Ich mischte Puderzucker und Mandelmehl mit Butter und verfolgte gleichzeitig die Senatswahl in Georgia auf meinem Handy. «Ich trau mich schon fast zu hoffen!», rief ich meinem Mann zu, der aus Goldfolie eine Krone für meinen Kuchen bastelte. Was hatten wir diesen 6. Januar gefürchtet, mit jedem Tag, den er näher rückte, ein bisschen mehr. Wir hatten deshalb nicht wirklich gewagt, uns zu freuen, weder über die Präsidentschaftswahl im November noch über den Beginn dieses neuen Jahres, das unter den geballten Erwartungen der Welt ja nur in den Knien einknicken kann.
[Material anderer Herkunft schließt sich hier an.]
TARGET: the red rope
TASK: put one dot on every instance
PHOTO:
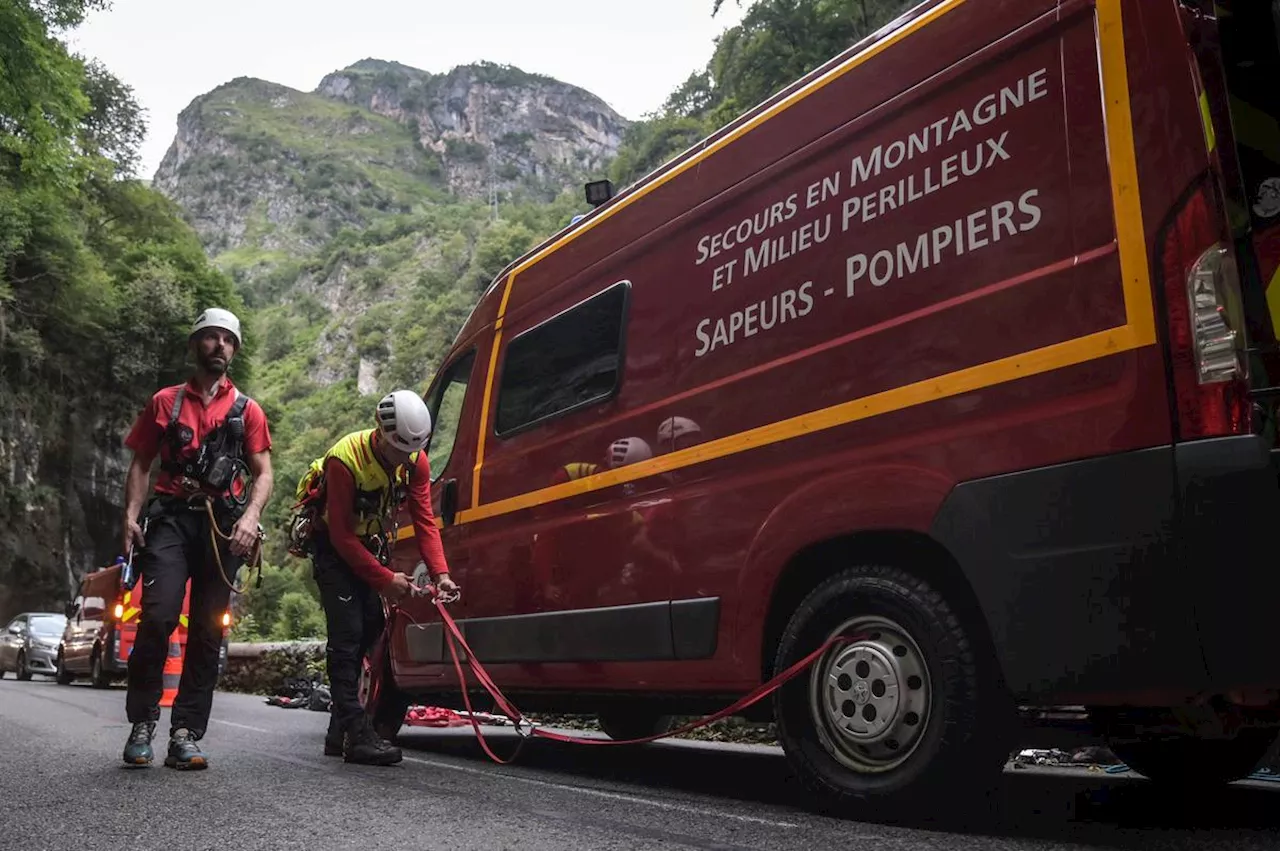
(453, 637)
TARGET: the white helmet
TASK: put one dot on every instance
(403, 420)
(218, 318)
(676, 428)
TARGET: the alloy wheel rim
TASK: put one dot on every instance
(871, 699)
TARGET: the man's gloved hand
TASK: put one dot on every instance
(398, 588)
(447, 589)
(131, 536)
(243, 535)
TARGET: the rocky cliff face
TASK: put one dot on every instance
(496, 128)
(256, 163)
(361, 222)
(62, 475)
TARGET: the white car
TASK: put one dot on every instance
(28, 645)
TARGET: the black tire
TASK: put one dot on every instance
(64, 677)
(1197, 763)
(941, 736)
(621, 724)
(387, 710)
(97, 677)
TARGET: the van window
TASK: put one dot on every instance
(567, 362)
(446, 406)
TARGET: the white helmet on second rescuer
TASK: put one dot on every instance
(403, 420)
(218, 318)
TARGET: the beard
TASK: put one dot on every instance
(213, 364)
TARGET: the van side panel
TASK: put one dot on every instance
(905, 301)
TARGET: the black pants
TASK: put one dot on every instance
(178, 549)
(353, 618)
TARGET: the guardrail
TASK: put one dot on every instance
(255, 649)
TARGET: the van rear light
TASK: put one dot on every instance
(1202, 296)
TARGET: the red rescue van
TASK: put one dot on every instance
(960, 347)
(101, 625)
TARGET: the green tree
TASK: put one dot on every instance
(300, 618)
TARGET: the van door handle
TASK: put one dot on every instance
(449, 502)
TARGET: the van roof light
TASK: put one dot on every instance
(599, 192)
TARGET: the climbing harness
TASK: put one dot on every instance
(255, 559)
(219, 462)
(526, 730)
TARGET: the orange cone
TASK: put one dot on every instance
(172, 675)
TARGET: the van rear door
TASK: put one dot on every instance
(1237, 46)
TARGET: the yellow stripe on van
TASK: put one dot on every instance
(1139, 329)
(1274, 298)
(1207, 119)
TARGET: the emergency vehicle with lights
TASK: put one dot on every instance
(958, 347)
(101, 623)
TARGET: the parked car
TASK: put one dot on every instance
(30, 644)
(103, 623)
(958, 348)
Doch jetzt sah es tatsächlich so aus, als würden die Demokraten die Senatsmehrheit gewinnen und ...
«Freu dich nicht zu früh», sagte Victor. Er ging an mir vorbei ins Wohnzimmer und schaltete den Fernseher ein. Ich liess den Teigschaber sinken. Die Bilder, die ich sah, ergaben irgendwie keinen Sinn. Obwohl sie gleichzeitig so vertraut waren. Wie ein Staatsstreich aussah, wusste ich schliesslich: aus Filmen. Beinahe gleichzeitig begann mein Telefon mit Nachrichten aus der Schweiz zu bimmeln.
Was zum Teufel ist bei euch los?
Seid ihr in Sicherheit? Geht es euch gut?
Wir denken an euch.
Was war los? Es war genau das passiert, was wir spätestens seit der Wahl befürchteten, was viele schon sehr viel länger vorausgesagt hatten. Präsident Trump würde nicht gelassen in die gute Nacht gehen, wie das Gedicht nahelegte. Nein, er würde toben wie ein zweijähriges Kind, allerdings mit weitreichenderen Konsequenzen. Wer je ein Zweijähriges betreut hat, weiss, dass ein Tobsuchtsanfall ein recht wirkungsvolles Machtmittel sein kann.
Die Galette gelang trotzdem. Wir setzten ihr die Krone auf und fuhren über zwei Brücken zu unseren Freunden, einem älteren Akademikerpaar, das Ende der Sechzigerjahre ein paar Monate lang in Zürich gelebt hatte. Dort mussten sie der Vermieterin ihres möblierten Zimmers ständig ihre Heiratsurkunde vorzeigen. Das erzählten sie mir jedes Mal, wenn ich sie sah. Es war eine Momentaufnahme, dachte ich dann immer. Ein subjektiver Eindruck, wahr und auch nicht wahr. Oder wenigstens nicht die ganze Wahrheit. Was würde ich über Amerika erzählen, fragte ich mich. Über diesen Moment.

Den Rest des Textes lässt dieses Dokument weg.